In a wide-ranging set of remarks, Greenspan also said that he did not think the U.S. economy would slip into a double-dip recession, but that underlying uncertainty among corporations and households and mounting concerns about the ability of European banks to deal with sovereign debts is having a direct effect on productivity growth.

He also expressed concern that productivity is also being hurt by the reversal of generational gains in educational achievement in the U.S. and an immigration policy that severely limits the number of well educated workers coming into the country each year.

“There are so many ways (the H1B Visa policy) is wrong,” he said. “My view is: Anyone (coming to this country) who gets a PhD ought to automatically get a green card. We absolutely need those people,” he said.

Greenspan estimated as skilled baby boomers retire, their replacement by a generation which has fallen behind in world education rankings is costing the U.S. economy “a tenth of a percent” in lower annual productivity growth.

Speaking with his usual command of how economies work, Greenspan distilled his view that innovation has a fundamental purpose in improving the welfare of nations, but that the notion that policies which promote innovation for the sake of creating jobs is misplaced.

“The measure of innovation as applied (to the marketplace) is the pickup (it produces) in productivity growth. It is proxied by output. If the purpose of innovation is to increase the ratio of GDP, or some other measure, by hours worked, then you’re really trying to constrict the number of hours worked,” he said, and by extension, the number of jobs.

“Innovations, going back to age of enlightenment…and the industrial revolution, were always an issue of how to leverage peoples’ work into more output,” he said.

“What innovation cannot be about is how do you create jobs,” he said. It is only when technologies and innovation “decrease unit and labor costs (and allow) companies to expand” that companies and a nation can hire more people. “There’s no way of getting around that syllogism that I’m aware of,” he said.

What will help promote jobs, he said, is less uncertainty.

“It’s very easy to demonstrate, the higher the degree of certainty by corporations and households,” the more they will be inclined to make long term investments.

Long term investment sentiment is at its lowest levels since the 1940s, he said. And unlike past recoveries over the past 50 years, residential and non-residential construction has been unable to gain traction.

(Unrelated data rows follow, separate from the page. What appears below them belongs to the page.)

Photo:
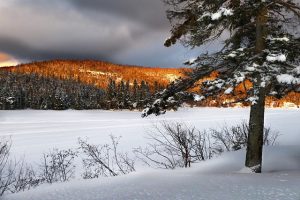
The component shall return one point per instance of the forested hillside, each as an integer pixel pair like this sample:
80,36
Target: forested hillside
98,73
62,84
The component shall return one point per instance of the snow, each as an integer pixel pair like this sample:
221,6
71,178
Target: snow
274,58
297,70
34,132
216,179
220,13
288,79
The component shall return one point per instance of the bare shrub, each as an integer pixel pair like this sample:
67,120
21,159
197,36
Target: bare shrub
25,178
7,167
233,138
58,166
105,160
175,145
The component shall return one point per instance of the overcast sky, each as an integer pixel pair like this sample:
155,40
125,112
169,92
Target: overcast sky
119,31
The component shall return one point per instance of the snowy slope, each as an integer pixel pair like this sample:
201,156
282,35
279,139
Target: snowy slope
34,132
216,179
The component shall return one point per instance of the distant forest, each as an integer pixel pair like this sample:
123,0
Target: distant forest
60,85
22,91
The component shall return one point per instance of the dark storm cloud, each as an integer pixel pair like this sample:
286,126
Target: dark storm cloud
123,31
147,12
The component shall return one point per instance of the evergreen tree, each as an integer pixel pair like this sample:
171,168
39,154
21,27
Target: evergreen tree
261,44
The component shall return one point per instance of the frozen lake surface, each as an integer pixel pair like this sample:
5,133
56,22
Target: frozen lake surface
34,132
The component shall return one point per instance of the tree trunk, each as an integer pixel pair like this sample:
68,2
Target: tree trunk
256,133
256,122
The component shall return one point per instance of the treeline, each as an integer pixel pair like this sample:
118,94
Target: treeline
22,91
98,73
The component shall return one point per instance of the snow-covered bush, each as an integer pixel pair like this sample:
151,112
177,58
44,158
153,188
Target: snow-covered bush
58,166
233,138
175,145
105,160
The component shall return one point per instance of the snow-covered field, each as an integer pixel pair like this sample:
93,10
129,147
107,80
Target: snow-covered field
35,132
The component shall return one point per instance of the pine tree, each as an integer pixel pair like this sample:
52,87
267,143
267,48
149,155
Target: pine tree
261,45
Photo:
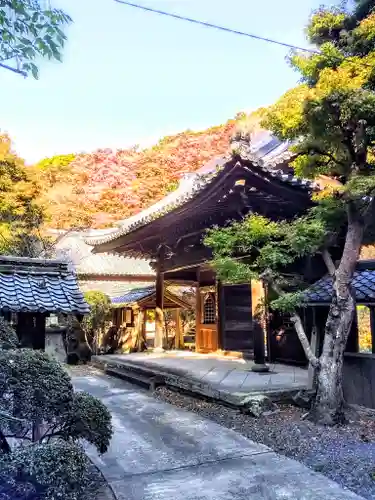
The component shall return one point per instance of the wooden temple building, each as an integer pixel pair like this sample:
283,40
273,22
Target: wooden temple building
256,178
130,314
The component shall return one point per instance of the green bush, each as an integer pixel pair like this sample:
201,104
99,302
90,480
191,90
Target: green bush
90,420
40,411
53,471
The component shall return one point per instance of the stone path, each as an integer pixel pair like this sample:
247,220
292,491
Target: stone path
159,452
230,380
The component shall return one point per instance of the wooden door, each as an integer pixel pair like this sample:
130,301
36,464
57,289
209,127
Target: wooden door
236,321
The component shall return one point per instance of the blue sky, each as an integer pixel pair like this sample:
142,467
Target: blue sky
129,77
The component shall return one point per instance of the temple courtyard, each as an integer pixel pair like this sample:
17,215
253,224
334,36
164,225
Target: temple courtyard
160,451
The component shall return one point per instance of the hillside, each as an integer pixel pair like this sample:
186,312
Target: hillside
102,187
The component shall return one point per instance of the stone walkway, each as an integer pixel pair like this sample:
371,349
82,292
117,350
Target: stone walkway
229,379
159,452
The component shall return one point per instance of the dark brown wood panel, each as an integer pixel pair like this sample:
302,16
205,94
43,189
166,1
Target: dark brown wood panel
237,326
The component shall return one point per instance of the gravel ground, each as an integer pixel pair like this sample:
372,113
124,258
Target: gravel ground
345,454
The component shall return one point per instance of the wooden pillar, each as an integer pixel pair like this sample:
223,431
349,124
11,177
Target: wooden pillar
372,323
159,344
220,317
258,313
140,330
198,313
179,339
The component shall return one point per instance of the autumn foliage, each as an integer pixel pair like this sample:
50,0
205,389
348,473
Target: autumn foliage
99,188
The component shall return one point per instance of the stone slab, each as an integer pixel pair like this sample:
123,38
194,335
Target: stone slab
263,477
160,452
230,381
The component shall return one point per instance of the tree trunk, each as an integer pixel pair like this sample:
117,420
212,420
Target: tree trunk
4,445
328,407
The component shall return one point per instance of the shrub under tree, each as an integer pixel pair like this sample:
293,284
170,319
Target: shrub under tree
40,411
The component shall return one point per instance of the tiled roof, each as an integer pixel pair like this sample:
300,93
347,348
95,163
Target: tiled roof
72,247
266,152
363,283
112,288
134,295
36,285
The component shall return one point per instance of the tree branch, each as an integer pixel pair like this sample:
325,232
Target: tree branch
329,262
15,70
313,360
4,445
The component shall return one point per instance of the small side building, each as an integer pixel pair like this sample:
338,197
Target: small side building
33,289
359,359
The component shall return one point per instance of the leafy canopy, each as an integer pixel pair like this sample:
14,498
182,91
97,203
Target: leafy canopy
330,120
21,212
30,29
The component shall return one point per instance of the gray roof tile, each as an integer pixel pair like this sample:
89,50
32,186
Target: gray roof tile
363,283
36,285
72,247
134,295
265,152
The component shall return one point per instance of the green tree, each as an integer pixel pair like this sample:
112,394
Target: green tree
330,118
55,170
30,29
95,322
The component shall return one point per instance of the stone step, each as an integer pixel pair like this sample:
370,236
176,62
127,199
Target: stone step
134,374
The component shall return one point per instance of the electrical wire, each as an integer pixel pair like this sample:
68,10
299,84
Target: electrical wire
216,26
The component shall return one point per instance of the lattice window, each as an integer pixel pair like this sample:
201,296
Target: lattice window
209,309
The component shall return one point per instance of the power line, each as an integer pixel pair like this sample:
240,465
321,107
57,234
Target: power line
216,26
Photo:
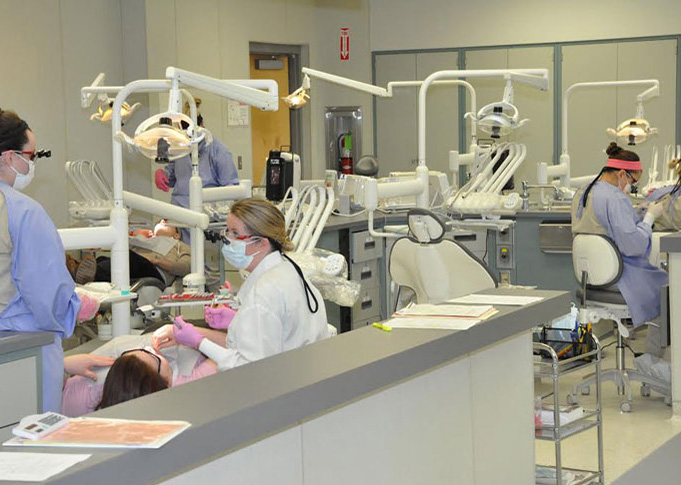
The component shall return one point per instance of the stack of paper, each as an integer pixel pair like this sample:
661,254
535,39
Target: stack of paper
509,300
429,322
108,433
566,414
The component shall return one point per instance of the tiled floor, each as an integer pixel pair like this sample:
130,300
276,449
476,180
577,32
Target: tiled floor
627,437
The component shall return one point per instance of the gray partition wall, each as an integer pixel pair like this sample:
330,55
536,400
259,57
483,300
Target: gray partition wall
590,111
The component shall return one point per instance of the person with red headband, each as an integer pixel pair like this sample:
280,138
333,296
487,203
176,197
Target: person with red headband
605,208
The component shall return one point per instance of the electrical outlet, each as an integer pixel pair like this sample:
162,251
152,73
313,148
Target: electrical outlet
504,278
504,257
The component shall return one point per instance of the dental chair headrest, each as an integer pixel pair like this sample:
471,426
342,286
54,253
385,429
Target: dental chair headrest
425,226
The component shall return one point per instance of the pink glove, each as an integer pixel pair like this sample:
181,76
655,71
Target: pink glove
162,181
186,334
219,317
88,307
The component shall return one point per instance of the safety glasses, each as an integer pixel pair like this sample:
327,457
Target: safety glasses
146,351
33,154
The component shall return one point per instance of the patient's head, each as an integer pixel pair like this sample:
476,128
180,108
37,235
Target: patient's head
134,374
163,229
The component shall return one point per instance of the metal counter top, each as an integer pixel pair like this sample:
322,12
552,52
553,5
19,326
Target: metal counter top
235,408
15,341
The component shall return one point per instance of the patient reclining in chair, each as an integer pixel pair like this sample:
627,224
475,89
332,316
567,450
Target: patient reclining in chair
158,254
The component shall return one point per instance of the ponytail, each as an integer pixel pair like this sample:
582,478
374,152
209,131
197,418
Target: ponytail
588,189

“This means we’re dealing with a situation, where, if we excluded long term assets (investments of 20 years or longer, such as buildings) we get a rate of growth a percentage point or more than the published number,” he said.

That extra percentage point would translate into a lower unemployment rate. Instead of it being 9.1 percent, it would be “something like 6 percent, or maybe lower,” he said.

Greenspan, who spoke at the Innovation Nation Forum, hosted by MeriTalk, also addressed growing concerns over the near term future of the European economy, noting that the cultural differences between northern and southern Europe, and their respective views on debt and inflation are putting real strains on the 17-nation alliance of nations using the Euro. Those concerns have a direct impact on U.S.-based multi-national corporations, he said, with sizable stakes in Europe’s economy.